In the autumn of 1945, Eisenhower became army chief of staff. During his tenure in that office—slightly more than two years—he had the dual role of demobilizing the wartime army while maintaining a suitable defence force. Although he accepted the presidency of Columbia University in 1948, he still served as a military adviser, and, some three years later, he returned to Europe as supreme commander for the North Atlantic Treaty Organization.
| IV. | Eisenhower as President |
Although he had previously rejected numerous overtures from members of both parties to run for the presidency, Eisenhower yielded to the appeal of liberal Republicans in 1952. As a war hero of enormous popularity, he appealed to many Democrats as well, and he easily defeated Adlai Stevenson by more than 6.6 million votes. When he ran again in 1956, the margin was 9.5 million.
| A. | Domestic Policy |
Although his Cabinet featured prominent businessmen, and his own desire was for less government involvement in society and the economy, Eisenhower pursued a moderate course in domestic affairs to the evident satisfaction of most Americans. Throughout all but the first two years of his administration, his power was limited by the Democrats' control of Congress. He did trim some government activities but also expanded the Social Security programme, aid to education, and the Interstate Highway System, and in his farewell address, delivered a strong warning against the “military-industrial complex”—an industrial base grown too reliant on arms manufacture. During his administration, critics pointed out his failure to oppose the smear tactics of Senator Joseph McCarthy against alleged subversives in government and his lack of support for the emerging civil rights movement. McCarthyism soon collapsed without presidential intervention, however, and Eisenhower did send federal troops to Little Rock, Arkansas, to enforce school integration in 1957.
| B. | Foreign Policy |
As was natural for a man of his background, Eisenhower took particular interest in military and diplomatic affairs.
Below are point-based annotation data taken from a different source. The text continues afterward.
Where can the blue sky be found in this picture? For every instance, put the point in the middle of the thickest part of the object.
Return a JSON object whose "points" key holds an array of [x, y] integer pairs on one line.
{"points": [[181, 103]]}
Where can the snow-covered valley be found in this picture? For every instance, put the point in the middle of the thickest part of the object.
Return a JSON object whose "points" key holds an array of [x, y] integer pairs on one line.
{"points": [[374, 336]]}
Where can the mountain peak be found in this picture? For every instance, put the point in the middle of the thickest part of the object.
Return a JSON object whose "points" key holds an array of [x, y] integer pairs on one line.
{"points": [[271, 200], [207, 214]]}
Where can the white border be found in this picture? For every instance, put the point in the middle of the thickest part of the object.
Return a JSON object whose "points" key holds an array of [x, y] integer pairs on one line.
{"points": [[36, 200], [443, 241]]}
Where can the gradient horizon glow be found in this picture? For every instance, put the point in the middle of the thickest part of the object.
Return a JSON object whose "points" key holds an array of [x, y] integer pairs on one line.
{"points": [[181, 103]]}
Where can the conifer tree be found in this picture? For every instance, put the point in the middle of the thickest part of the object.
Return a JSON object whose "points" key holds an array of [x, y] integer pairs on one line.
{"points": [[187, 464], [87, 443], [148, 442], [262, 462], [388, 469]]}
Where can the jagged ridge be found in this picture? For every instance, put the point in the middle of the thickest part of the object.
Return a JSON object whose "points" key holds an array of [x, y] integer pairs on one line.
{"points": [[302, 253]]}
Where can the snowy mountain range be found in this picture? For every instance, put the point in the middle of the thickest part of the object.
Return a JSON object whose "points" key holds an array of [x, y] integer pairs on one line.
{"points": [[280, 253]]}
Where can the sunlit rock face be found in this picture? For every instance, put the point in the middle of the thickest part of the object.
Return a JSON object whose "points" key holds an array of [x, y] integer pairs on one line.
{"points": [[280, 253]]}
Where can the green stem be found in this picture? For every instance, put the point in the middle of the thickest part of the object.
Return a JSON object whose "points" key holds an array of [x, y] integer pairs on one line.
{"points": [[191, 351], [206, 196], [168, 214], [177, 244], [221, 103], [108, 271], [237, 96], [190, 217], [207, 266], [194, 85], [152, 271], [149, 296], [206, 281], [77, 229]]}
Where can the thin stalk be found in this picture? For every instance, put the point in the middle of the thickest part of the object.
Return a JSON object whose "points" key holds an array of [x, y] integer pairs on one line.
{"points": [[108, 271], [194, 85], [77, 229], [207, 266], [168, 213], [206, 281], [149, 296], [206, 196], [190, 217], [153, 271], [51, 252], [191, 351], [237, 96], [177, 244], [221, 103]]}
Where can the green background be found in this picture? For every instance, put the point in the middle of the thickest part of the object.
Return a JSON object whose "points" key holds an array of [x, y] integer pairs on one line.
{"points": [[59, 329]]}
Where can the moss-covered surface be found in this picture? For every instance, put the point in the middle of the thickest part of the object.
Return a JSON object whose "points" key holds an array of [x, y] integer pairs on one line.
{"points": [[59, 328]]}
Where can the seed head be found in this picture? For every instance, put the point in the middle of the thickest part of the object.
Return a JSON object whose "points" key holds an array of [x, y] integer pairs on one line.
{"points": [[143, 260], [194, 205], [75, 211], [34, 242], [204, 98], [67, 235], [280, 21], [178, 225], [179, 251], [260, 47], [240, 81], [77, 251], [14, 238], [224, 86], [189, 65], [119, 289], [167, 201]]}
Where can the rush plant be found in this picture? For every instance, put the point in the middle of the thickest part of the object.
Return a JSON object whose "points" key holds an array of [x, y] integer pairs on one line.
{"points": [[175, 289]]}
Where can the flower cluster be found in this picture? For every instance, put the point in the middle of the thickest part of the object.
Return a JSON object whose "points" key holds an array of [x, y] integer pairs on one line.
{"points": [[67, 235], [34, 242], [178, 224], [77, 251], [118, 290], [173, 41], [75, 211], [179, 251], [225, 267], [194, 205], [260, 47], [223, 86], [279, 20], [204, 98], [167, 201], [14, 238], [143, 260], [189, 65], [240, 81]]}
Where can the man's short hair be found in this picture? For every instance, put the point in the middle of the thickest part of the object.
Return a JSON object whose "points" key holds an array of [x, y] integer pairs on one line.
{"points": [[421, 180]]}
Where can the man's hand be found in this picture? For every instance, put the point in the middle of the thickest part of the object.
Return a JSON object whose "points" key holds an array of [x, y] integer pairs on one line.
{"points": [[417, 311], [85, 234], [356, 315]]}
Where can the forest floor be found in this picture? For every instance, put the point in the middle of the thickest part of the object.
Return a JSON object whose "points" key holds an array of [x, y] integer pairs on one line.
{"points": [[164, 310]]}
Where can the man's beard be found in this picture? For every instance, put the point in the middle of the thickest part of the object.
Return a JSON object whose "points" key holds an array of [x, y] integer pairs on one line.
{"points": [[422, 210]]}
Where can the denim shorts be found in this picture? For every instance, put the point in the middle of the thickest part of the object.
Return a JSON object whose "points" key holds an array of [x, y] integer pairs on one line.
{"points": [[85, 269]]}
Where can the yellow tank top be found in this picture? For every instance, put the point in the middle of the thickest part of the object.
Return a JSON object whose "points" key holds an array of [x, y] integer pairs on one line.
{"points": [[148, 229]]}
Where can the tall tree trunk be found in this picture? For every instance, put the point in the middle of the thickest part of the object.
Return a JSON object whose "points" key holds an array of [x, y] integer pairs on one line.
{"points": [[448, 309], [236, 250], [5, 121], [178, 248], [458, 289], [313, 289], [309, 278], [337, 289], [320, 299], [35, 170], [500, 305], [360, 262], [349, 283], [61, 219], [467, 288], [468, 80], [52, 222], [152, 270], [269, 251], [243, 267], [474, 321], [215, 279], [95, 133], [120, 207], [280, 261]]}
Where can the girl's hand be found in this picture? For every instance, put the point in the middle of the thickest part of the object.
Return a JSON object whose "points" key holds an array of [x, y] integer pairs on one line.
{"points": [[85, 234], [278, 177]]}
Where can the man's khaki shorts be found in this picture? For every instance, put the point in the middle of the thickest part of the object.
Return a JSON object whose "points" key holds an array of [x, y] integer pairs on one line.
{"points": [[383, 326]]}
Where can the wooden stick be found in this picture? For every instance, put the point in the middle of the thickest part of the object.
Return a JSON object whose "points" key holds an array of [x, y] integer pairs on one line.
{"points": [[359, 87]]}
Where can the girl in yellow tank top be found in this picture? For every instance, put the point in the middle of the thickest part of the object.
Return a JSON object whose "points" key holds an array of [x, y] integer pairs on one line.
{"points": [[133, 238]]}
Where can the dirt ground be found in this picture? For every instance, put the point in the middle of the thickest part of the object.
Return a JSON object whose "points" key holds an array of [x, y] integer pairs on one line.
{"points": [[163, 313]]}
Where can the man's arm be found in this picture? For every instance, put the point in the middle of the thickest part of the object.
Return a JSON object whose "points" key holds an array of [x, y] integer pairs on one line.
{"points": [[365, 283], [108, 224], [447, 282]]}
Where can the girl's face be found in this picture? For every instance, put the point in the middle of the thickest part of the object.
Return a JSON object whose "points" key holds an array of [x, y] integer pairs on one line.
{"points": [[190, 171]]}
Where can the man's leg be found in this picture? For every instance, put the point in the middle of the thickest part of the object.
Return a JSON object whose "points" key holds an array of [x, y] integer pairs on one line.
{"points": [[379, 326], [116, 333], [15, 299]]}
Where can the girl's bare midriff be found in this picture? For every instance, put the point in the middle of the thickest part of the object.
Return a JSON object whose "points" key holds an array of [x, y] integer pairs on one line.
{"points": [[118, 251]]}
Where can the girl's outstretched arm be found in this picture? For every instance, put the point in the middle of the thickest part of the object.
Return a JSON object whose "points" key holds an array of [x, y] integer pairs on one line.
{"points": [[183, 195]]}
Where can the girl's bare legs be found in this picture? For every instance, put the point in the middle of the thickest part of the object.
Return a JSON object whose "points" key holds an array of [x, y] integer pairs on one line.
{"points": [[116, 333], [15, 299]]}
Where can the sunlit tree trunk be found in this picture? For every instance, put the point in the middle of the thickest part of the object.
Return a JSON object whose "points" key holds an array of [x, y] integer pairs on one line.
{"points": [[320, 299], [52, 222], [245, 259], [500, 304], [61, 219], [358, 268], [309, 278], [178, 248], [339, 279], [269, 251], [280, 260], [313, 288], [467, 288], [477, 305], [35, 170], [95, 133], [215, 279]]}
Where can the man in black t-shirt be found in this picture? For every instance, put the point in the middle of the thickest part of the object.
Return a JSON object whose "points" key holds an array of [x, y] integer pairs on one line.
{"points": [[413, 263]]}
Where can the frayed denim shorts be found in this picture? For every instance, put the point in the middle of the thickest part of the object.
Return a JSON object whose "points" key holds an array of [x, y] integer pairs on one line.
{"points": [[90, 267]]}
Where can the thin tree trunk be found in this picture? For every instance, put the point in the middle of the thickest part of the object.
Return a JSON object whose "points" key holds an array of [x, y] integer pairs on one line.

This led him to invigorate the National Security Council, bring a quick end (July 27, 1953) to the stalemated Korean War, and reduce the strength of the conventional forces. His emphasis on airpower, then the means of delivering nuclear weapons—a strategy of massive retaliation rather than response tailored to the specific situation—evoked strongly dissent from army leaders. Despite temporary thaws, the cold war with the Soviet Union continued throughout his presidency. Eisenhower supported the strongly moralistic, anti-Communist stance of his secretary of state, John Foster Dulles. Although Dulles talked of “going to the brink” of war to gain diplomatic ends, his rhetoric outstripped the administration's actions. Eisenhower did not intervene militarily in Vietnam to save the French (1954) or in Eastern Europe to aid German and Hungarian revolts against Soviet domination (1953 and 1956). He did, however, despatch a small expedition to Lebanon in 1958, and he built up alliances with developing nations. Soviet threats, as well as such technological and psychological coups as the launching of Sputnik, the first artificial satellite, in October 1957, drew a typically cautious response from him. In the spring of 1960, his acceptance of responsibility for a U-2 plane's spy flight over the USSR brought a temporary end to hopes for harmonious relations with the Soviet Union. In retirement, the former president wrote several volumes of memoirs and enjoyed his hobbies of golf and painting. Both presidents John F. Kennedy and Lyndon B. Johnson consulted the still popular elder statesman. He died on March 28, 1969, in Washington, D.C.